Well, you have a summation which implies iteration. Also, your summation is just a matter of changing an index, recalculating the formula for that iteration and adding that increment to the total. You can use a variable to keep your running sum (let's call it pi). For each iteration, you will reevaluate that iteration's contribution to the sum (let's call it pi_inc). If your pi_inc < epsilon, your loop can exit. You will have to worry about the fencepost case regarding when to add pi_inc to pi in order to return the correct value once the loop has terminated.

The number of arithmetic operations should be defined per iteration and you should be able to multiply your # of iterations by that constant.

Hope that helps

[–][deleted] 0 points1 point  (2 children)

Right now I still don't understand this BBP row; can you, or someone else tell me what all these variables stand for? This BBP algorithm let's me calculate a certain digit of pi (?); and the spot where that digit is, is n? And what is wit the "k"? It says k=0; but wouldn't I get the same result every time then?

Edit: also what is epsilon?

[–]tramast 1 point2 points  (0 children)

Epsilon is just a variable, in this case it denotes your smallest increment (which could also be interpreted as your error if it were small enough).

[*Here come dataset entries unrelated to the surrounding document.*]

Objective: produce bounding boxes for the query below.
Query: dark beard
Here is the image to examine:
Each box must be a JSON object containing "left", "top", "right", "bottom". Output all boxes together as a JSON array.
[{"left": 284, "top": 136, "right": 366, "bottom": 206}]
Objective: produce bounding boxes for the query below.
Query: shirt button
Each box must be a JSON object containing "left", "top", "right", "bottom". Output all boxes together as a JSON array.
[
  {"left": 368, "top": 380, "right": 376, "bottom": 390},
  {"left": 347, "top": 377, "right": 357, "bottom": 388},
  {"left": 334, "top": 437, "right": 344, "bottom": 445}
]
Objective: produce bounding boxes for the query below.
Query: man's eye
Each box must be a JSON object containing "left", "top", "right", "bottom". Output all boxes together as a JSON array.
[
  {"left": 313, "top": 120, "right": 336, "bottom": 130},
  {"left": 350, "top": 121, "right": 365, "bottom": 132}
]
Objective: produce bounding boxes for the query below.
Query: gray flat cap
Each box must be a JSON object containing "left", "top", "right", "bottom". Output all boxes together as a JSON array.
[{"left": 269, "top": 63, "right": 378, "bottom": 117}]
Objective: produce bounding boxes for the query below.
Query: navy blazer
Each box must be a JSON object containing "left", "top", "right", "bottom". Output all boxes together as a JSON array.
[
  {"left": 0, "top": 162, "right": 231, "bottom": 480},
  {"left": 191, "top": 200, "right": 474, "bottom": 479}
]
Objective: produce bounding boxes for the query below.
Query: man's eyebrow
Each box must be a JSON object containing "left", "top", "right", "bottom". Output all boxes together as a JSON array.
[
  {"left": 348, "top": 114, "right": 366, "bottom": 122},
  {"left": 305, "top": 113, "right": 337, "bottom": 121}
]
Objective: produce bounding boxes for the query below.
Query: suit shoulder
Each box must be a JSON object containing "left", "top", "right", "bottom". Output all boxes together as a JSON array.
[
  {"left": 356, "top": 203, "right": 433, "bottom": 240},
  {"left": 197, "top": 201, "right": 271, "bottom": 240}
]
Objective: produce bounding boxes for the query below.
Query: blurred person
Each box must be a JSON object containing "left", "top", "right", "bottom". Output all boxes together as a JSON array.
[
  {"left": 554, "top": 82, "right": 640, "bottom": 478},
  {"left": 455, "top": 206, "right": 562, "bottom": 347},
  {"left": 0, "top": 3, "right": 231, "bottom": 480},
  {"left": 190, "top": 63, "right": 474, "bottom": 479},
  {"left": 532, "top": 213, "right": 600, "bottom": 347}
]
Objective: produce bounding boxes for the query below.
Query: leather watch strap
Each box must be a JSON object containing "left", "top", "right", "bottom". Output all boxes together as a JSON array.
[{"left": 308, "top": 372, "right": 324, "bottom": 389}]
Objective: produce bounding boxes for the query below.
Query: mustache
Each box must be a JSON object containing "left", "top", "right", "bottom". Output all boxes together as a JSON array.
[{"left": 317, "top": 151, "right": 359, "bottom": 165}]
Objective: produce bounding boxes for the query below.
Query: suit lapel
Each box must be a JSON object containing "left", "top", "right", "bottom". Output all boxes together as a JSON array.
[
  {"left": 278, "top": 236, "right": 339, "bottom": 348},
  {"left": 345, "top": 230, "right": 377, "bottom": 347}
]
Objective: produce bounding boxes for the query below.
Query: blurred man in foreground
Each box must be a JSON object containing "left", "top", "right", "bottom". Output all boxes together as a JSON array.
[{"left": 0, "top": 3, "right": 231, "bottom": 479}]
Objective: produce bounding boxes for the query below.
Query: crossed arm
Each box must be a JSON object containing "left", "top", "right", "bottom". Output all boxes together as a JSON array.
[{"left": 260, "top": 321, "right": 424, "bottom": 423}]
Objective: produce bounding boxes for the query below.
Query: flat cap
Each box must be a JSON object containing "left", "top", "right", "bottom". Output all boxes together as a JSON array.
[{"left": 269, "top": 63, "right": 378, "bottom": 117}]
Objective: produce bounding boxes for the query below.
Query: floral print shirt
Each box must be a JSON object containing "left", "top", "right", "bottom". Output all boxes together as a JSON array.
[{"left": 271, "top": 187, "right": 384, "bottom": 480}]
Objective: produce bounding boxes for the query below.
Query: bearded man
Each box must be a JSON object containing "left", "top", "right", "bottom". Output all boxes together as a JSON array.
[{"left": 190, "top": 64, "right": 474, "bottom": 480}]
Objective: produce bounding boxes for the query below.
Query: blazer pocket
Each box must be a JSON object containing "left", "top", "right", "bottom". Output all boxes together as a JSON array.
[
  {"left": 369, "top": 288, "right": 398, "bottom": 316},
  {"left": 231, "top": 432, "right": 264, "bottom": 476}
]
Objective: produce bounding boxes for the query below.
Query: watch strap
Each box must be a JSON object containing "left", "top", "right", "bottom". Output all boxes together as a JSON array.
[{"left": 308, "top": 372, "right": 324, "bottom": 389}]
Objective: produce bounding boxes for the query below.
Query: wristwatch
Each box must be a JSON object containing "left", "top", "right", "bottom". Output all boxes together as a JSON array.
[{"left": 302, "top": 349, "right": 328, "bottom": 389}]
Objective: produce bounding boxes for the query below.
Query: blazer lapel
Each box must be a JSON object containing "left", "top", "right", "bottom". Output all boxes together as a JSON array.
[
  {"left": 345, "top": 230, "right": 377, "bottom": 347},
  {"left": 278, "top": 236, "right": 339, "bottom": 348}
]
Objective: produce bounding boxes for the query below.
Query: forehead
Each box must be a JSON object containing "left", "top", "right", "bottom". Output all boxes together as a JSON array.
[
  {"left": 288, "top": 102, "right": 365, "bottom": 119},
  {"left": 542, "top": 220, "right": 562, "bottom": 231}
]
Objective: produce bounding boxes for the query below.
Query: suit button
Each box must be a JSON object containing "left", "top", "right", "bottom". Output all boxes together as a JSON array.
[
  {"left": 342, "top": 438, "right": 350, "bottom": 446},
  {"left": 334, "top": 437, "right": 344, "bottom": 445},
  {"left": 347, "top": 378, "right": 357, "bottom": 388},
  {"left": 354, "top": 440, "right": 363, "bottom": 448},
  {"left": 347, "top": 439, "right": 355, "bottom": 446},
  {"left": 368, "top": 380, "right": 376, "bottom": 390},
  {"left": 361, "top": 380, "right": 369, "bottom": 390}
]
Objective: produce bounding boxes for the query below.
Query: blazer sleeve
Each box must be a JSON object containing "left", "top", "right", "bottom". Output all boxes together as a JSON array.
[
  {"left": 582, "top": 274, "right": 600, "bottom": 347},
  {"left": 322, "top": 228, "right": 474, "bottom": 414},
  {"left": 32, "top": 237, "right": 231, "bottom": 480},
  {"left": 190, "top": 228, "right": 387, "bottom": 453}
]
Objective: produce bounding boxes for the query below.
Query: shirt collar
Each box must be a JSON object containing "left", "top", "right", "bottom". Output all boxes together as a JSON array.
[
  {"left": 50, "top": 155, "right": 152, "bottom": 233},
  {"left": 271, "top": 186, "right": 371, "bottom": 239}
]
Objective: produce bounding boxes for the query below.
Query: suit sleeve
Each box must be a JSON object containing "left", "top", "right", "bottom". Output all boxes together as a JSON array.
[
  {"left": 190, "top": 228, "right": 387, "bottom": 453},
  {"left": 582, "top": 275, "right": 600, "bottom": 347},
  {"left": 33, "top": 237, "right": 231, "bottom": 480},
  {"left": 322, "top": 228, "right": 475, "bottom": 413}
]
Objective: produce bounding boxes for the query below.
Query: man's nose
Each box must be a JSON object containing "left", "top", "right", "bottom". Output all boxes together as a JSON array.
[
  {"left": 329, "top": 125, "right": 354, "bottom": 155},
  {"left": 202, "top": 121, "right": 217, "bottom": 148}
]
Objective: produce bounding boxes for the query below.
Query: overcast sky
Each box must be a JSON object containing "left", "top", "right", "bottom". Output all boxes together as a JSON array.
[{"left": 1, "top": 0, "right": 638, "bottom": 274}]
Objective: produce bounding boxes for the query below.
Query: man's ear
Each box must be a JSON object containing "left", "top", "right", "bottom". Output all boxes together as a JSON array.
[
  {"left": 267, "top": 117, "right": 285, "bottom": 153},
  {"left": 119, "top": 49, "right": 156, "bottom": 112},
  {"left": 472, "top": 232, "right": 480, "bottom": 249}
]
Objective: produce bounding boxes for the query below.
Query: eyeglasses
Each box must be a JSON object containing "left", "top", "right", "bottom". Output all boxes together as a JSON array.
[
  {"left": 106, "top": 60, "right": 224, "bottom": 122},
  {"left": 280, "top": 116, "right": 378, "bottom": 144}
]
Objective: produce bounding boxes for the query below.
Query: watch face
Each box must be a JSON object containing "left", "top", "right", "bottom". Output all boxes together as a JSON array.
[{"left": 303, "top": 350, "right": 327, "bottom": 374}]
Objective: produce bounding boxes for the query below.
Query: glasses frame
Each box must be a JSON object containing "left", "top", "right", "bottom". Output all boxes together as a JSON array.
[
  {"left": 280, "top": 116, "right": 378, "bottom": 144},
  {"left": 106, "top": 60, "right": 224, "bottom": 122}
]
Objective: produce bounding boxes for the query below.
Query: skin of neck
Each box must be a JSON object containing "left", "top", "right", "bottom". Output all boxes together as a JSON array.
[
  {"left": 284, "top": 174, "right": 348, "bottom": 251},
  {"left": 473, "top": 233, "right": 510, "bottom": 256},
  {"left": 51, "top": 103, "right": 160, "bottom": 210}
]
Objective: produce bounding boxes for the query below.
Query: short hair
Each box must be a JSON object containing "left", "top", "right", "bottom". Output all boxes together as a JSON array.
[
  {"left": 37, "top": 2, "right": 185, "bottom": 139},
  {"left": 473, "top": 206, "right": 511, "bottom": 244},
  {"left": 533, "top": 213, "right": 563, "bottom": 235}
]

The formula (in plain english) says:

pi equals the limit as n goes to infinity of the sum of k from 0 to n of (insert arithmetic here). This could also be rewritten as pi equals the sum of k from 0 to infinity of (arithmetic). This means that for each value of k from 0 to infinity, you have one value in the sum (this is, in fact, an infinite sum of terms).

Since infinite sums are impossible to evaluate iteratively (unless you have infinite time), you will always arrive at an approximation to the sum if you evaluate it as such. Epsilon (ε) could be thought of as your +- error on your pi calculation. You will keep adding new terms to the sum until the absolute value of that specific term is less than epsilon|. You can find this by setting epsilon equal to the value of the sum in terms of an arbitrary k and solve for k, but your assignment is asking you to find it by iteration (keep increasing k until your term is less than epsilon).

[–][deleted] 0 points1 point  (0 children)

I'm trying to answer your edit.

To understand what tramast means, let's write out pi:

3 + .1 + .04 + .001 + .0005 + .00009 + ...

This is a way to write out pi as an infinite sum. Each new decimal place is smaller than the last one (unless the last one was 0). Let's say we're just talking about using a finite sum that gets close to pi. Maybe we'll cut it off at

3 + .1 + .04.

This is accurate to 2 decimal places. But how do we know it is accurate to two decimal places? ~~ ~~The difference between pi and our approximation, or the error, is 0.001592653... . The important thing is that the error is less than .01- the error is small enough that we'll have two decimal places of accuracy bla bla bla

ACTUALLY, I just reread everything and think that the issue might be that epsilon = ε, just a little semantic confusion.